If you intend to reproduce and/or modify a copyrighted work, whether in whole or part, and distribute, perform, or display that work through any medium, you must take into consideration copyright law. Types of reproduction include (but are not limited to) photocopying, photographing, and re-recording. Types of modification include incorporating the copyrighted work into a new work, or preparing a derivative work based on the original. Derivation transforms the work from its original tangible form of expression, such as adapting a novel to film, producing a translation, or rearranging a musical score.

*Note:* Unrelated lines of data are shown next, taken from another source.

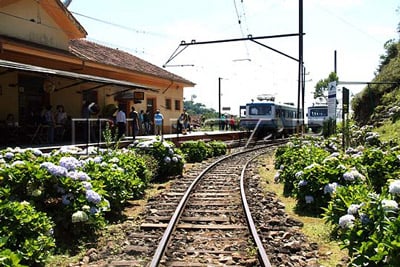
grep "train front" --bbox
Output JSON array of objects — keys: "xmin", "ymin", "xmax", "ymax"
[{"xmin": 239, "ymin": 102, "xmax": 278, "ymax": 136}]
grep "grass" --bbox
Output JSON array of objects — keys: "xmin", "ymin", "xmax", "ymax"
[
  {"xmin": 258, "ymin": 153, "xmax": 348, "ymax": 267},
  {"xmin": 375, "ymin": 119, "xmax": 400, "ymax": 143}
]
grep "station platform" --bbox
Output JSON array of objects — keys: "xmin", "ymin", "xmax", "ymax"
[
  {"xmin": 133, "ymin": 130, "xmax": 247, "ymax": 147},
  {"xmin": 17, "ymin": 130, "xmax": 249, "ymax": 152}
]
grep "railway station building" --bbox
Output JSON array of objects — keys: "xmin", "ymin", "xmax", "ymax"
[{"xmin": 0, "ymin": 0, "xmax": 195, "ymax": 146}]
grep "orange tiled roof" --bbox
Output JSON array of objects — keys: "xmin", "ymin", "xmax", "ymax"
[{"xmin": 69, "ymin": 39, "xmax": 195, "ymax": 87}]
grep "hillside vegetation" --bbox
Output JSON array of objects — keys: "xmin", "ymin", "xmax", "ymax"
[{"xmin": 352, "ymin": 39, "xmax": 400, "ymax": 141}]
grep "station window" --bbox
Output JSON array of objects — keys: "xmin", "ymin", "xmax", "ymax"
[
  {"xmin": 165, "ymin": 98, "xmax": 171, "ymax": 110},
  {"xmin": 174, "ymin": 100, "xmax": 181, "ymax": 110}
]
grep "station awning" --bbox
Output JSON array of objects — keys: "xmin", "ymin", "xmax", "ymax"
[{"xmin": 0, "ymin": 59, "xmax": 158, "ymax": 92}]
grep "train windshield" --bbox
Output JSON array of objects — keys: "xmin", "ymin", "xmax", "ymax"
[
  {"xmin": 309, "ymin": 108, "xmax": 327, "ymax": 117},
  {"xmin": 248, "ymin": 104, "xmax": 272, "ymax": 116}
]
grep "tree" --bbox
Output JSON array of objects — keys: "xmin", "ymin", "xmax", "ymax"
[
  {"xmin": 183, "ymin": 100, "xmax": 218, "ymax": 119},
  {"xmin": 313, "ymin": 72, "xmax": 339, "ymax": 100},
  {"xmin": 376, "ymin": 39, "xmax": 398, "ymax": 74}
]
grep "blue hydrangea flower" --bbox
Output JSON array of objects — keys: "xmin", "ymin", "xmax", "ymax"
[
  {"xmin": 41, "ymin": 162, "xmax": 68, "ymax": 177},
  {"xmin": 4, "ymin": 152, "xmax": 14, "ymax": 160},
  {"xmin": 389, "ymin": 180, "xmax": 400, "ymax": 195},
  {"xmin": 82, "ymin": 181, "xmax": 93, "ymax": 190},
  {"xmin": 90, "ymin": 207, "xmax": 99, "ymax": 214},
  {"xmin": 164, "ymin": 156, "xmax": 171, "ymax": 163},
  {"xmin": 324, "ymin": 182, "xmax": 339, "ymax": 195},
  {"xmin": 359, "ymin": 213, "xmax": 370, "ymax": 224},
  {"xmin": 339, "ymin": 214, "xmax": 355, "ymax": 228},
  {"xmin": 347, "ymin": 204, "xmax": 361, "ymax": 215},
  {"xmin": 298, "ymin": 180, "xmax": 307, "ymax": 187},
  {"xmin": 343, "ymin": 172, "xmax": 355, "ymax": 181},
  {"xmin": 382, "ymin": 199, "xmax": 398, "ymax": 211},
  {"xmin": 62, "ymin": 193, "xmax": 73, "ymax": 205},
  {"xmin": 86, "ymin": 189, "xmax": 101, "ymax": 204},
  {"xmin": 68, "ymin": 171, "xmax": 91, "ymax": 181},
  {"xmin": 59, "ymin": 156, "xmax": 82, "ymax": 171},
  {"xmin": 305, "ymin": 195, "xmax": 314, "ymax": 204},
  {"xmin": 295, "ymin": 171, "xmax": 303, "ymax": 179},
  {"xmin": 31, "ymin": 148, "xmax": 43, "ymax": 156},
  {"xmin": 93, "ymin": 156, "xmax": 102, "ymax": 163}
]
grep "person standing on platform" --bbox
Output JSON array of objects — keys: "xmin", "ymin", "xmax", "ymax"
[
  {"xmin": 138, "ymin": 109, "xmax": 144, "ymax": 135},
  {"xmin": 129, "ymin": 106, "xmax": 139, "ymax": 139},
  {"xmin": 143, "ymin": 109, "xmax": 150, "ymax": 135},
  {"xmin": 44, "ymin": 105, "xmax": 55, "ymax": 143},
  {"xmin": 116, "ymin": 105, "xmax": 127, "ymax": 139},
  {"xmin": 154, "ymin": 109, "xmax": 164, "ymax": 136}
]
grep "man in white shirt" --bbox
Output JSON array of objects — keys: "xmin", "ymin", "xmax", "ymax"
[{"xmin": 116, "ymin": 105, "xmax": 127, "ymax": 139}]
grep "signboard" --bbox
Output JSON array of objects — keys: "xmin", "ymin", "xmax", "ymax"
[
  {"xmin": 133, "ymin": 91, "xmax": 144, "ymax": 100},
  {"xmin": 328, "ymin": 81, "xmax": 337, "ymax": 120},
  {"xmin": 342, "ymin": 87, "xmax": 349, "ymax": 114},
  {"xmin": 222, "ymin": 107, "xmax": 231, "ymax": 111}
]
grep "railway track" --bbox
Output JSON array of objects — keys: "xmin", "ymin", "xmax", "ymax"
[
  {"xmin": 83, "ymin": 140, "xmax": 321, "ymax": 267},
  {"xmin": 148, "ymin": 144, "xmax": 277, "ymax": 266}
]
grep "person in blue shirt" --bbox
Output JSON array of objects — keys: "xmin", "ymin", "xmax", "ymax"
[{"xmin": 153, "ymin": 109, "xmax": 164, "ymax": 136}]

Fair Use is an exemption that allows the reproduction of a work without infringing on the rights of the copyright owner. Section 107 of the Copyright Act permits reproduction without requiring permission when used "for purposes such as criticism, comment, news reporting, teaching (including multiple copies for classroom use), scholarship, or research." Fair Use has specific guidelines based on the purpose and type of use, the nature of the work, the amount of the work being used as relates to the whole, and the effect the use may have on the potential market or value of the work.
The TEACH Act is an exemption that allows the display and performance of nondramatic copyrighted works for the purpose of online distance education. The TEACH Act encompasses specific provisions on what may be used and how much of the work may be displayed or performed. However, its scope is limited to use of works in mediated instructional activities, and it does not cover the reproduction of materials for online distribution or posting.